Retaining compounds help prevent the distortion of the metal components when used to secure bearings. Simply apply the retaining compound to the outside of the bearing before it is inserted into the casing, so any gaps between the bearing and the housing are sealed. The retaining compound protects both components from regular wear and tear.
How to Choose the Right Retaining Compound
Like all other glue products, retaining compounds come in many different types, each designed for a specific use. Some popular retaining compounds are designed to fill gaps; others offer high strength, and some have faster cure speeds.
Retaining compounds used to fill gaps between various mechanical parts are designed to have different viscosities. For example, low viscosity retaining compounds have viscosities around the 1,000 mPa*s range, and can be used for gaps that go up to 0.15 mm. To seal gaps greater than this, retaining compounds with higher viscosities, usually greater than 2,000 mPa*s, should be used instead.

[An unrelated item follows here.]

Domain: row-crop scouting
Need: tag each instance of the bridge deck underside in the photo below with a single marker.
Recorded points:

Retaining compounds designed to have higher strength are ideal for applications that require a permanent bond. For example, parts that should not be taken apart during the life cycle of a device or structure should be fixed using a retaining compound with high-bond strength. For parts that need to be taken apart for occasional maintenance, retaining compounds with a lower bond strength should be used to allow for easy disassembly.
Retaining compounds with faster cure speeds are ideal to use on production lines requiring fast production rates. The retaining compound can turn rigid faster to allow for bonding to happen between the components. Fast-curing retaining compounds should not be used for applications that require minor adjustments to be made after assembly.

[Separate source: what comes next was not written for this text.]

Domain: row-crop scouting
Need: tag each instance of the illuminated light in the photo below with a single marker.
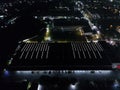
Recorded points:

Popular Retaining Compounds
Like with all other products, there are popular retaining compound brands that have built up a superb reputation from years of customer satisfaction. Two of these brands are ASI and Vibra Tite.
The ASI Torque 80 RC Short Open Time High Strength Retaining Compound is a retaining compound designed to withstand torque, which is a twisting motion common in many mechanical components. They can fill gaps up to 0.015 inches and can withstand temperatures from -60 to 450°F. They are great for sealing threads and for applying to cylindrical components.
The Vibra Tite 538 High Strength Retaining Compound is a high-strength retaining compound designed to provide a sturdy and robust bond. It is made up of an anaerobic resin, which requires a lack of oxygen to work. They can withstand temperatures up to 300°F and can be used for general sealing purposes, such as locking keys and splines and restoring worn assembly parts.
Retaining compounds are adhesives commonly used to fill gaps between various mechanical components. They help prevent the distortion of these mechanical components by reducing wear and tear and increase the strength of the final assembled product. Some popular retaining compound brands include ASI and Vibra Tite, which come in different types designed to have various properties, such as temperature resistance or high strength.